Does a spendthrift provision or similar restriction damage the right of a beneficiary or heir to disclaim?
No--the right to disclaim will still exist
Is a disclaimer valid against creditors of the disclaimant, including federal tax liens?
While a disclaimer is valid as against creditors of the disclaimant because the disclaimant never owner the property, a disclaimer cannot be used to defeat a federal tax lien
In what five scenarios is a right to disclaim an interest barred?
(i) the beneficiary gives a written waiver of the right to disclaim;
(ii) the beneficiary accepts the property or any of its benefits;
(iii) the beneficiary voluntarily assigns, transfers, or encumbers the interest, or contracts to do so,
(iv) the property is sold pursuant to judicial process; or
(v) the beneficiary is insolvent
What happens in intestacy in the case of bigamy
Intentional bigamous conduct bars the bigamous spouse from inheriting the other's estate
What is the Slayer Statute
A person who wrongfully participates in the killing of another may not receive any benefits (by will, intestsacy, joint tenancy, etc.) as a result of the death. The property passes as if the killer had predeceased the victim. Joint tenancies and tenancies by the entirety are severed and treated as if they were tenancies in common; i.e., the killer neither forfeits his fractional interest in the property nor receives the victim's fractional interest. The evidentiary standard used in determining whether a person killed a victim is "greater weight of the evidence"; a conviction is not required
How do advancement of intestate shares work in FL
An advancement is a gift made to a next of kin with the intent that the gift be applied against any share the next of kin inherits from the donor's estate. In Florida, no gift is considered an advancement unless this intention is declared in a contemporaneous writing by the decedent, or acknowledged in writing as such by the heir. If found to be an advancement, the gift's value when given is added back into the estate for purposes of calculating shares, and then subtracted from the recipient's share.

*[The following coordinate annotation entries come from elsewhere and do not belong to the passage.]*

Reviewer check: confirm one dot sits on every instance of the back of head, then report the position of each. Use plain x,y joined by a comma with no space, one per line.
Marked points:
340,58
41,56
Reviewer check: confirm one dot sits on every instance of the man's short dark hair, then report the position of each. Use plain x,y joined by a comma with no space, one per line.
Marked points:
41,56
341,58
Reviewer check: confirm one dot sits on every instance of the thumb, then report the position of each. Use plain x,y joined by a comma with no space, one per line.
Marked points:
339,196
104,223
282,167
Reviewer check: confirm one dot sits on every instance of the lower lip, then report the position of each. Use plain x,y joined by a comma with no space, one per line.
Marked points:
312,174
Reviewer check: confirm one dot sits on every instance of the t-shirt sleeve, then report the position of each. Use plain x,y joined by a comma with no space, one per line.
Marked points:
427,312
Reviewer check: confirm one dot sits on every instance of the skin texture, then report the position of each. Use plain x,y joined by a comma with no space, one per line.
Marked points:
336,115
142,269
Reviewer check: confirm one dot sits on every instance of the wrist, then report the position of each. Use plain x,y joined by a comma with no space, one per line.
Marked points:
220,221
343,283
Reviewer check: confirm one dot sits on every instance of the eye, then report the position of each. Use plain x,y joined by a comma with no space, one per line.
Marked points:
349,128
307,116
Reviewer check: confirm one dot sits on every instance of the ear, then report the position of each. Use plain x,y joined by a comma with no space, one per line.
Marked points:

What is the satisfaction of legacies
A testamentary gift may be satisfied in whole or in part by an inter vivos transfer from the testator to the beneficiary subsequent to the execution of the will, if the testator intends the transfer to have that effect. In FL, the doctrine does not apply unless the testator provides for satisfaction in the will or a contemporaneous writing, or the devisee acknowledges, in writing, the gift as one in satisfaction. However, a writing is not required if the testator gives specifically described property to the beneficiary; in this case, there is both a satisfaction of the legacy and an ademption
What constitutes a will, what is a codicil, and may a will be electronic?
A will is an instrument executed with certain formalities that is testamentary in character, revocable during the maker's lifetime, and operative at the testator's death. A codicil is a supplement to a will that modifies it. In FL, a will can be electronic.

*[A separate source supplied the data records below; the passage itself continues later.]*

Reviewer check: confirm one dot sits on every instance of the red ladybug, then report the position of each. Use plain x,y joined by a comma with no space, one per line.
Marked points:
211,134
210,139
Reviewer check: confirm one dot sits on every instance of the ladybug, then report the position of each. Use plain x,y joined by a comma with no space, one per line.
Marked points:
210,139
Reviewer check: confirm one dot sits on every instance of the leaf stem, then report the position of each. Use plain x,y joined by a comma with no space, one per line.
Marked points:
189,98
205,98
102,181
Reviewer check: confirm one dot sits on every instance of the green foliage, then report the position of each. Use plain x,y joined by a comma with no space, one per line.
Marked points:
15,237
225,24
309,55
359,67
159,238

Because a will is not operative until the testator's death, a beneficiary has a ____ (not a property interest) until that time
What is the rule of testamentary intent
The testator must have the present intent that the instrument operate as his will. Promises to make a will in the future and ineffective deeds are not given effect as wills. Parol evidence is admissible to show that an instrument was not meant to have any effect (e.g., that it was a sham will).
What is a conditional will
A conditional will is one that provides that it is to be operative only if a stated condition is satisfied, e.g., "if I do not return from this trip." Note that a court might interpret what appears to be a condition as merely expressing the motive for making the will, and might give the will effect even if the condition does not occur
What is the testamentary capacity required
The testator must be of sound mind and at least 18 years old or an emancipated minor at the time
What is the major formal requirement of a will
In Florida, a will must be signed at the end by the testator in the presence of two witnesses, who must sign in the testator's presence and in the presence of each other.